The interior ministry had announced that the three men, including the 29-year-old husband of Merah's sister Souad, had been arrested by French police on their arrival at Paris' Orly airport after being sent back from Turkey.
But it later turned out that the men had not landed in Paris at all, but were put on a flight to the southern city Marseille where they were -- to their apparent surprise -- able to walk freely from the airport.
The ministry claimed that after the pilot of the Paris-bound flight refused to allow them on board the Turkish authorities put them on the flight to Marseille.

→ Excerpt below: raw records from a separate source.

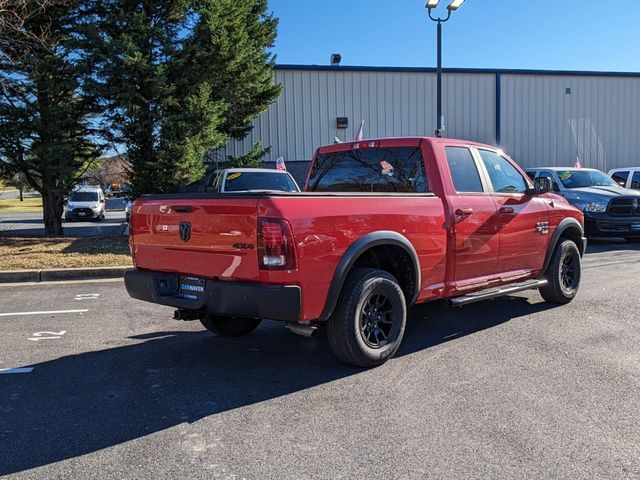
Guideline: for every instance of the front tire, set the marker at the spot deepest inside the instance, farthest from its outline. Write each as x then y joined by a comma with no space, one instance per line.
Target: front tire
563,274
230,326
368,325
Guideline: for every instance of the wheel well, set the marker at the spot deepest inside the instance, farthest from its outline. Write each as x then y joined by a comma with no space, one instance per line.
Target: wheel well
574,234
394,260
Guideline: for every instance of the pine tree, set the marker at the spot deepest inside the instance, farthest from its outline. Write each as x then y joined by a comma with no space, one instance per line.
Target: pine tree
47,119
180,77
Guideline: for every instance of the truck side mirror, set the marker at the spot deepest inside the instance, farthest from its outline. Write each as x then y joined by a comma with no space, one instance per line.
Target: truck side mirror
543,185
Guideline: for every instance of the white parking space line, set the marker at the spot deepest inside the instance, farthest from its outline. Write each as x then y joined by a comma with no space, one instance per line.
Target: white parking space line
49,312
4,371
53,335
87,296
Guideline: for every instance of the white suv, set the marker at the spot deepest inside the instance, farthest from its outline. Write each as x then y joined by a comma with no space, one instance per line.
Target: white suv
626,177
85,202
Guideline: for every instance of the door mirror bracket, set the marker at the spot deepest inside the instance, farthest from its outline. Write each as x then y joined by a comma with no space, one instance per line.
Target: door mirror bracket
542,185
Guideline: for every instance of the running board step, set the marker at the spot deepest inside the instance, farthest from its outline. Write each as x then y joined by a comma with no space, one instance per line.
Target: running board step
497,292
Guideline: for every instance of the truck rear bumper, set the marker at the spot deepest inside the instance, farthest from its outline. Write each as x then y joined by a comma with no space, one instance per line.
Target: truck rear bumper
227,299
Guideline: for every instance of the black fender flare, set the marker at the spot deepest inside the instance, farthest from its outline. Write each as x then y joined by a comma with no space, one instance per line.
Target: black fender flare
563,226
355,250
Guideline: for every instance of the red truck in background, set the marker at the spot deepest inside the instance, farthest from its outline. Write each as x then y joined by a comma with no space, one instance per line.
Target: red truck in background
382,225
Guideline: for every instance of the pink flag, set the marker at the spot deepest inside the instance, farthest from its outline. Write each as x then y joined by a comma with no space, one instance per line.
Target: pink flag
360,135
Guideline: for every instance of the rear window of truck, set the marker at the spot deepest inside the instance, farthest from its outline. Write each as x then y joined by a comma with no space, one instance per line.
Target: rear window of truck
393,169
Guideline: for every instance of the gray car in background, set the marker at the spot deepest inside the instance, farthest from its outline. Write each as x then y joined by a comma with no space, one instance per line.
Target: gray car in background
609,209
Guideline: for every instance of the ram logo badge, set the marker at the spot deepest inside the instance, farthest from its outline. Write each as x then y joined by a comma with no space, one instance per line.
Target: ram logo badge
185,231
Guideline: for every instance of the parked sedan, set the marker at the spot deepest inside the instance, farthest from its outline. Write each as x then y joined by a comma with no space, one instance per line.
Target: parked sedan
626,177
609,209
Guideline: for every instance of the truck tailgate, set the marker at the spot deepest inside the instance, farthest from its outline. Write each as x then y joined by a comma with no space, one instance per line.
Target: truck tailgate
205,237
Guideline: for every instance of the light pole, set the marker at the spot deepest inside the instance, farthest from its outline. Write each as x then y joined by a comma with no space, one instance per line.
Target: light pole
453,6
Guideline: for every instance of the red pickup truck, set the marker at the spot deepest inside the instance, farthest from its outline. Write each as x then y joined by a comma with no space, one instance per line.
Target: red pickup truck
382,225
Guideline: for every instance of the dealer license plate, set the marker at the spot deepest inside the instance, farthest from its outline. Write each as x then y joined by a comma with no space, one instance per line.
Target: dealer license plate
192,287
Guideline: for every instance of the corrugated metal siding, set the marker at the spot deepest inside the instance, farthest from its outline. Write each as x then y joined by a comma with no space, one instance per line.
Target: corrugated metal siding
598,121
392,104
539,123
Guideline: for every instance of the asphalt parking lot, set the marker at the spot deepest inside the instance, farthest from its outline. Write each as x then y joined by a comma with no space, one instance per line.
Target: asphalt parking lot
510,388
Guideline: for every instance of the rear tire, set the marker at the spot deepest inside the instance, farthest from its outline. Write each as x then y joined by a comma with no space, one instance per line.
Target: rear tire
230,326
563,274
368,325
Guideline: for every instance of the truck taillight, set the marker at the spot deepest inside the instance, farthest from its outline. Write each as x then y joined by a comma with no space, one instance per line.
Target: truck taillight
275,245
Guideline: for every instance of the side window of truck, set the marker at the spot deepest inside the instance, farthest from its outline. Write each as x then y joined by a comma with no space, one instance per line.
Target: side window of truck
464,171
620,177
392,169
546,173
504,177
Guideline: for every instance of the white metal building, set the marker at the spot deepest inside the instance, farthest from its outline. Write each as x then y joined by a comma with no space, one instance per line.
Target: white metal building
538,117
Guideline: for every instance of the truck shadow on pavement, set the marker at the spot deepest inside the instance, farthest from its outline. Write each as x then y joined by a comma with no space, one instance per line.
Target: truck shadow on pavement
82,403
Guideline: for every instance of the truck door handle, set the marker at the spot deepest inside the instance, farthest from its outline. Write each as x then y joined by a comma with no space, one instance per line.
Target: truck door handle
464,212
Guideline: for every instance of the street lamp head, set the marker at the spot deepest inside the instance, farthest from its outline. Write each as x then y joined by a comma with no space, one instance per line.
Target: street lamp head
455,5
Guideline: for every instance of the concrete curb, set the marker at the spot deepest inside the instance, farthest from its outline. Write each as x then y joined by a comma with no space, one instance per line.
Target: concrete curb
61,274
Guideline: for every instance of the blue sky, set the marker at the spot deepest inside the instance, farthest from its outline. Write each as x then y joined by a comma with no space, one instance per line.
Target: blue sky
529,34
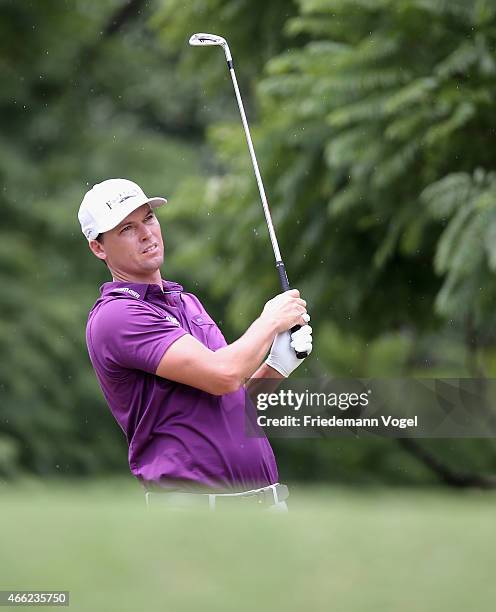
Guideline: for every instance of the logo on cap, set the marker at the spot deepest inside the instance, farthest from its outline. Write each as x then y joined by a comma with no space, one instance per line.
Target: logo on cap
122,197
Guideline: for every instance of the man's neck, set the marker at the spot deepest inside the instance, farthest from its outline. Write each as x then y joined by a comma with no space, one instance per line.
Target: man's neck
154,279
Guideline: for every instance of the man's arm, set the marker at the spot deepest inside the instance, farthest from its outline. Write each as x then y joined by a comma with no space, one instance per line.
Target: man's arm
189,362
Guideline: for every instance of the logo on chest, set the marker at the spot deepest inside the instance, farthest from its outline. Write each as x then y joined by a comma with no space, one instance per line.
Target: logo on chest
172,320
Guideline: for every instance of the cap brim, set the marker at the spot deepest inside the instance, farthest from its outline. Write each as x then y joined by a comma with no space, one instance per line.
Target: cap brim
125,211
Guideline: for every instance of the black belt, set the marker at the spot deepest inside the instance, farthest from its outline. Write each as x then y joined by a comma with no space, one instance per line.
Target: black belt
261,498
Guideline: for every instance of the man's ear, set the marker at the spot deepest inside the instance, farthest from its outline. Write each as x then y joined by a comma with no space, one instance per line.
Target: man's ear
97,249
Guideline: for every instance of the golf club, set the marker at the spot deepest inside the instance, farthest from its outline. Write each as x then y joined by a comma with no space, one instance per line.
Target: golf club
201,40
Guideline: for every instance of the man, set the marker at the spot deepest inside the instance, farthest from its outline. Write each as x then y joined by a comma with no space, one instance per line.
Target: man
170,379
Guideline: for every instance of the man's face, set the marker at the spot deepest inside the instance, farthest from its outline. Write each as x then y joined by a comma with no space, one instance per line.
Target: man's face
135,247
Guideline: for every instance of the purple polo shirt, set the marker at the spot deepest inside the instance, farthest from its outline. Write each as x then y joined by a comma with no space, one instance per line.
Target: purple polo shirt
179,437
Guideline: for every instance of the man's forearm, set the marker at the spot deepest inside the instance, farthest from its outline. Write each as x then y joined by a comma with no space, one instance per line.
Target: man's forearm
245,355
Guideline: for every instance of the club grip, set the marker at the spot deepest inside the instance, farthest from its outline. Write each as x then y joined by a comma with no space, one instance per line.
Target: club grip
283,277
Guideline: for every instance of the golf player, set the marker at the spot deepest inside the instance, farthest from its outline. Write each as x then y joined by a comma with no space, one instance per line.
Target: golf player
174,385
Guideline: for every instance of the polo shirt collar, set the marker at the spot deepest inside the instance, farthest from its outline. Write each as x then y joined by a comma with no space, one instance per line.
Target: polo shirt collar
137,290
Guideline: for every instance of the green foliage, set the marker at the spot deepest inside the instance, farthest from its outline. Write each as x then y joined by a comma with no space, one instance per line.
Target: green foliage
357,127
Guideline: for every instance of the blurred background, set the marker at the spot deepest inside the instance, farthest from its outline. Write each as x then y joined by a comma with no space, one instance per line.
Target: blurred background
374,126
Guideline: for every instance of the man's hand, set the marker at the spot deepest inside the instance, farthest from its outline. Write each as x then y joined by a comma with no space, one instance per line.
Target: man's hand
283,357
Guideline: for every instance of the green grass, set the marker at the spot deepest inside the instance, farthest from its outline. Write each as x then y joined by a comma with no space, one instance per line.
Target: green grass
338,549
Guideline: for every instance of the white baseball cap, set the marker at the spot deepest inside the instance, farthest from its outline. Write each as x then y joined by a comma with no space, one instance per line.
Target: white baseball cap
106,204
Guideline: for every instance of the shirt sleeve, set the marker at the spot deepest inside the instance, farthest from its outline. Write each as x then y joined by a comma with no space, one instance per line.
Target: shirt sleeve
129,334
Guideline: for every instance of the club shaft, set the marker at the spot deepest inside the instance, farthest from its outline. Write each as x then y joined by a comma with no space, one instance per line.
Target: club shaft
263,197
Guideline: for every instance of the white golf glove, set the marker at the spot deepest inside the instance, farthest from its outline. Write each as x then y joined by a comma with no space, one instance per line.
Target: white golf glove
282,355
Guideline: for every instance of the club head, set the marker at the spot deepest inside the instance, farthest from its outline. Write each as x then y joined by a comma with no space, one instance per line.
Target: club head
201,39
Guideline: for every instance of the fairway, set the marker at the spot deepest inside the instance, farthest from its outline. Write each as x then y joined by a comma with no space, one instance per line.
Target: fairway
337,549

But it insisted that Paris did not become aware of the change until after the men had landed on French soil.
"They weren't arrested at all," Apollinaire Legros-Gimbert, one of the men's lawyers, told AFP. "They are free but ready to explain themselves and be questioned."

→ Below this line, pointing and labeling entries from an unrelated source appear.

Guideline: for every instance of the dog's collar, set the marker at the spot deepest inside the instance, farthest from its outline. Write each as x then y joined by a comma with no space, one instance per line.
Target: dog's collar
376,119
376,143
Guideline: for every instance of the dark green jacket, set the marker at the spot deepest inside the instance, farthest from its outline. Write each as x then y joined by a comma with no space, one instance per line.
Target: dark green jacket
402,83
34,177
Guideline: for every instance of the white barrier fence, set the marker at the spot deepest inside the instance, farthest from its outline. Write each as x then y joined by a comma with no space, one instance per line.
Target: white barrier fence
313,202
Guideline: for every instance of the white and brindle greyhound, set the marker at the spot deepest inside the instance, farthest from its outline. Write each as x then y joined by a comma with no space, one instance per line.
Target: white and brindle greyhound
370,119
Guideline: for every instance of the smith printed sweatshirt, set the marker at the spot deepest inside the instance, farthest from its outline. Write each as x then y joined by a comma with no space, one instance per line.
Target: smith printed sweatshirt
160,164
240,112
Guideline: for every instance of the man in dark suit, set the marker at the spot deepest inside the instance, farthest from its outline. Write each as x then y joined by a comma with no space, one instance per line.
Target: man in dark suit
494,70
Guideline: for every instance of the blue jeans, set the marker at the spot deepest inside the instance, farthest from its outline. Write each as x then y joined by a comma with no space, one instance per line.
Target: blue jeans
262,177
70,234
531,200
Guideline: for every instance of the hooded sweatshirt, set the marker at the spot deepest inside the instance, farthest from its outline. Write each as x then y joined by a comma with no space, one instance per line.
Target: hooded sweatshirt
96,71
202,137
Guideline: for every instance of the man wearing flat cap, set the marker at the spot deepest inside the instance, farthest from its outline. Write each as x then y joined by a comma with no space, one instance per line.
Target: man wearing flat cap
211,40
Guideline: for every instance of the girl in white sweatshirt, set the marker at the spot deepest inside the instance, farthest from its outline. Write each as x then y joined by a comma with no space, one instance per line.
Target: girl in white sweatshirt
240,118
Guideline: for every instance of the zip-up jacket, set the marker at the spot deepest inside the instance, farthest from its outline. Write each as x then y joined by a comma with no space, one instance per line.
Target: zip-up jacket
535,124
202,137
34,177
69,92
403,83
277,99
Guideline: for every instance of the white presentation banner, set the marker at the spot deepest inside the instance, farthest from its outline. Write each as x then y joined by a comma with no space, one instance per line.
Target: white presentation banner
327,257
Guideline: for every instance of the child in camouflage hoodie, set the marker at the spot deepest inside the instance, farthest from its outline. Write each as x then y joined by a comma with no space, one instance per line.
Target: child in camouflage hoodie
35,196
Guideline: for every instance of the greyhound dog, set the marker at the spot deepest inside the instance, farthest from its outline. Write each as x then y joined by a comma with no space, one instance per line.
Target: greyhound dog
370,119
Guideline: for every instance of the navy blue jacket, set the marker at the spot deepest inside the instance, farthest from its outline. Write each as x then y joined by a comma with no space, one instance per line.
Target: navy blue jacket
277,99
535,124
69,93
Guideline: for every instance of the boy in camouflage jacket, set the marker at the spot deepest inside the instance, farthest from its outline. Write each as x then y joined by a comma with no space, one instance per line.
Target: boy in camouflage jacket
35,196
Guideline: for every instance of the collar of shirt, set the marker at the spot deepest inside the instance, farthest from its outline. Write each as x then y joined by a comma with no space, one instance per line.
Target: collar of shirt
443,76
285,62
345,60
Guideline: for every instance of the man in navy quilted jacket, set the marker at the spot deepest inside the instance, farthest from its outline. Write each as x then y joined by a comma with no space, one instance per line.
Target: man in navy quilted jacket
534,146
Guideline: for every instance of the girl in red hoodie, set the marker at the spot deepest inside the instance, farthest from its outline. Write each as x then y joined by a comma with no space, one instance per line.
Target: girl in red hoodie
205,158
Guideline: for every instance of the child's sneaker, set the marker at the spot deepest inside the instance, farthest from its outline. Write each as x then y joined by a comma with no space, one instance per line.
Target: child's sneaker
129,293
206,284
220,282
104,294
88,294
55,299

But he said did not know where the men now were.
Police marksmen killed Mohamed Merah after a two-day siege of his apartment in Toulouse in March 2012. Over the previous two weeks he had gone on a killing spree in the name of jihad murdering seven people, including three children at a Jewish school in Toulouse.

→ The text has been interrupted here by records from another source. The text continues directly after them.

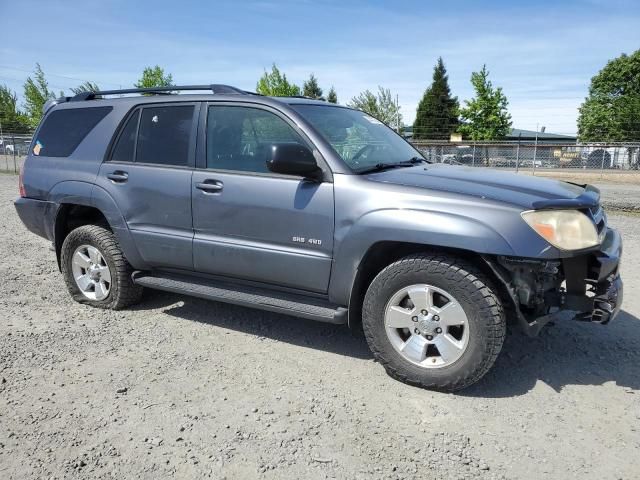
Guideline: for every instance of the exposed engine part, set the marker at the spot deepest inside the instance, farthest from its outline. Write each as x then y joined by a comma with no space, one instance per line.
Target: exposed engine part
532,280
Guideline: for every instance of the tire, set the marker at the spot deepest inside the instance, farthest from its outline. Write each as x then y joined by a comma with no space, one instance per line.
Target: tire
122,292
449,282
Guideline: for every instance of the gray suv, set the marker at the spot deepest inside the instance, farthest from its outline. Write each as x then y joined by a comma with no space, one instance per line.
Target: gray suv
317,211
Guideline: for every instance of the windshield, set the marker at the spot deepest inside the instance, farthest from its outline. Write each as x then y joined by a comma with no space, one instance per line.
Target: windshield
361,141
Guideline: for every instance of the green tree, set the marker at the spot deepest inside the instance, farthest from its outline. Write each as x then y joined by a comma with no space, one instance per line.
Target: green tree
485,117
437,113
381,106
11,119
86,87
311,89
275,84
154,77
611,112
332,97
36,94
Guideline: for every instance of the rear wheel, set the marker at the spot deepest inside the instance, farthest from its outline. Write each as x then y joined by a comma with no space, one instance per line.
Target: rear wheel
95,269
434,321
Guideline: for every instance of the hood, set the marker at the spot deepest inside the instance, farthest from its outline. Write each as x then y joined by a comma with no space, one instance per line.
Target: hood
524,191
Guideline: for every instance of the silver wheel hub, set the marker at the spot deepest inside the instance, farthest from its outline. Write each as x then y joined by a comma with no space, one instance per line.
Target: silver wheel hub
91,272
427,326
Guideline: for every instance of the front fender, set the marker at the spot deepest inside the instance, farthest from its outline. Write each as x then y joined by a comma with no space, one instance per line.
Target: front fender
429,228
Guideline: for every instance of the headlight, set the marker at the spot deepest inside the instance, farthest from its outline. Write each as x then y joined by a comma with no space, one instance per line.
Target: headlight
564,229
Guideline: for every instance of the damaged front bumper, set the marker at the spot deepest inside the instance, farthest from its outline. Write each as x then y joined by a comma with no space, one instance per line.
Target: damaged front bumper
592,288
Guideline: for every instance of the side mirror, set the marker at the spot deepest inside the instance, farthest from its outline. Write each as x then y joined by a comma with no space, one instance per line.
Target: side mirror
293,159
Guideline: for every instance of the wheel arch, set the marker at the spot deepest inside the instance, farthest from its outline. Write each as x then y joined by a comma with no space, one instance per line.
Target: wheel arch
99,209
382,254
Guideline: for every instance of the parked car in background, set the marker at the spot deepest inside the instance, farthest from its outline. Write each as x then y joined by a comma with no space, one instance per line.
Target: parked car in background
314,210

French Interior Minister Bernard Cazeneuve said in June that his sister Souad had gone to Syria.
Another of the trio's lawyers, Pierre Dunac, said the men were not questioned when they landed. "As incredible as it might seen, it's true."
The men are not at large, their lawyers insist, "technically they are not on the run".
They were thought to have been arrested in Turkey on suspicion of being part of a network that recruited jihadists for Syria.
An airport source in Paris said earlier Tuesday that the plane they were due to be on "was stopped on the tarmac" at Orly airport near Paris but the three suspects "were not inside," adding that the captain had refused to accept them on the flight after Turkish police failed to provide adequate documents.
French authorities are wary about nationals who have travelled to Syria and Iraq -- where the radical Islamic State group occupies large areas -- and may return to their home country to stage attacks.
After Mohamed Merah's death it emerged that he had visited Pakistan and Afghanistan prior to his attacks and had been on the radar of French intelligence, who had gravely underestimated the threat he posed.
Souad left Toulouse in May for Barcelona, from where she took a flight to Istanbul and then another plane for the Turkish city of Gaziantep, near the Syrian border.
According to a source close to the case, she is currently in Algeria after having left Syria.
According to Cazeneuve, around 930 French citizens or residents, including at least 60 women, are either actively engaged in jihad in Iraq and Syria or are planning to go.